Nationale Beschränkungen zu erteilen, haben zwar einen größeren publikumswirksamen Effekt, sie passen aber nicht unbedingt in ein Level Playing Field von internationalen Geschäftsmodellen. Ein richtiger Ansatz ist hier die ambitionierten Gesetzgebungsvorschläge der EU-Kommission aus dem Büffeljahr 2021. Die Umsetzung dieser Gesetzgebungsvorschläge der EU-Kommission zur Bekämpfung von Geldwäsche und Terrorismusbekämpfung dürfen aber nicht in den bürokratischen Mühlen zermahlen oder über die Zeit versanden. Schaffen wir es in der Europäischen Union nicht, mehr Binnenmarkt in der Finanzdienstleistung zu schaffen, werden uns auch hier die Big Techs zeigen, wie Umsetzung und Skalierung im Zeitalter des Internets funktioniert.

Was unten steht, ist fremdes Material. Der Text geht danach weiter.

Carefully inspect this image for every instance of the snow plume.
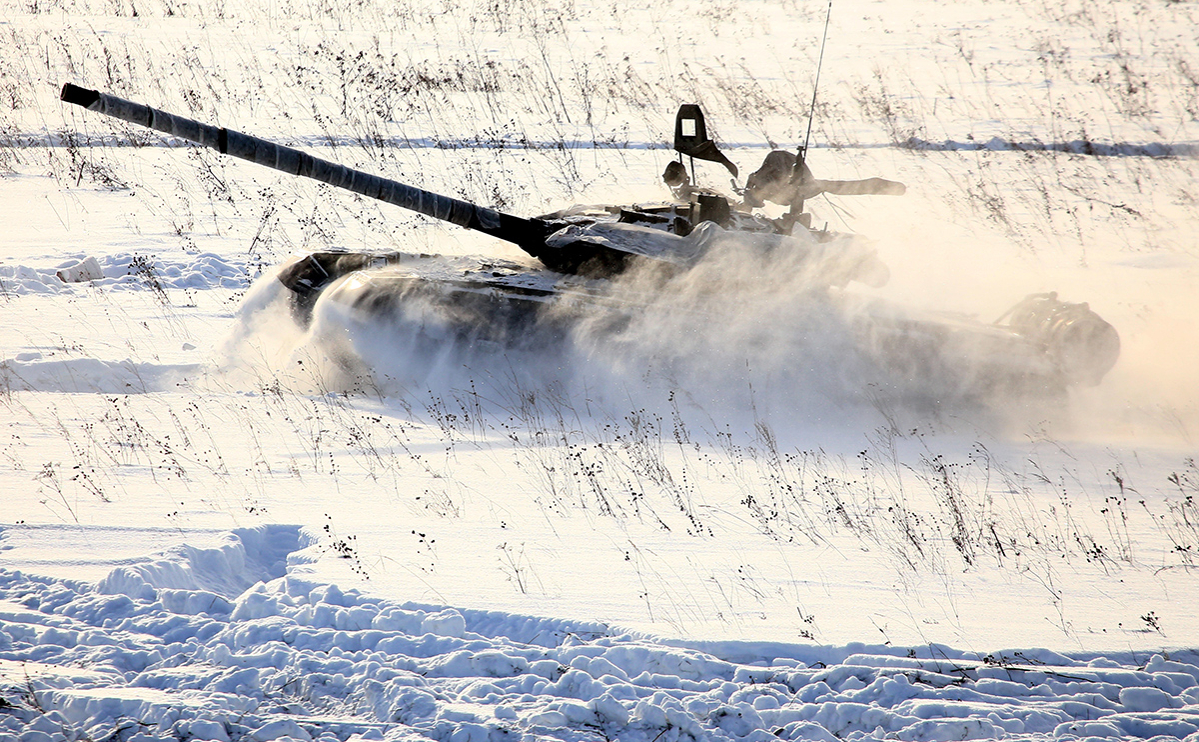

Von vertrauten Strukturen trennen
Kommen wir damit zur Durchsetzungskraft. Weil es zum guten Ton gehört, die amerikanischen GAFA (oder inzwischen besser GAMA?) als das größte Risiko für den Finanzsektor zu betrachten, müssten sich Kritiker vielmehr die Frage stellen, ob man sich von deren Durchsetzungskraft nicht eine Scheibe abschneiden sollte? Denn sind echte Vorwärts-Strategien heute eigentlich nicht nur noch mit disruptiven Entscheidungen möglich (siehe Elon Musk)?
Diese Entschlossenheit, sich von vertrauten Strukturen zu trennen und neues Terrain zu betreten, ist oft nicht gewollt. Nur wenn wir immer wieder gerne amerikanische Plattformen oder Kartenorganisationen als Buhmänner/-frauen bzw. als Ursache für die Bedrohung des heimischen Bankenmarktes heranziehen, sollten wir uns selbst vor den Spiegel stellen. Wir sollten die Frage stellen, ob wir wirklich die Schönsten sind und ob ein neues Make-up ausreicht, um den/die KönigIn-KundIn zu gewinnen.
Was sich am Ende durchsetzt
Und last but not least nun zum Optimismus. Über einen solchen sollte man schon verfügen, um weiter an den Wirbel um Krypto, DeFi, NFT & Co. zu glauben. Natürlich werden sich diese Produkte immer mehr etablieren. Aber etwas mehr Seriosität und Know-how bei Angebot und Nachfrage wäre der Sache sicherlich dienlich. Da Feuerwerke aktuell nicht mehr angesagt sind, hat sich dies auch der Bitcoin-Kurs zu eigen gemacht. Seit Jahresbeginn in keine höchsten Höhen mehr geschnellt.
Ob der Bitcoin in diesem Jahr endlich die 100.000 USD Marke knackt, hängt wahrscheinlich wieder mal davon ab, welches Twitterfeuerwerk, angefangen bei Frank Thelen bis Elon Musk, abgeschossen wird. Man darf gespannt sein, was sich die Bitcoin-Fangroup in diesem Jahr einfallen lässt, um hier eine Gegenbewegung auszulösen. Vielleicht ist es die steigende Inflation, denn Bitcoins lassen sich anonymer besorgen und leichter verstecken als Goldbarren oder der gute alte Krügerrand.
Bleiben wir also gespannt, in welchen Feldern des Fintech- und Paymentbusiness in diesem Jahr die „Eigenschaften des Tigers“ zum Zuge kommen. Oder ob es nur viele „zahnlose Tiger“ geben wird.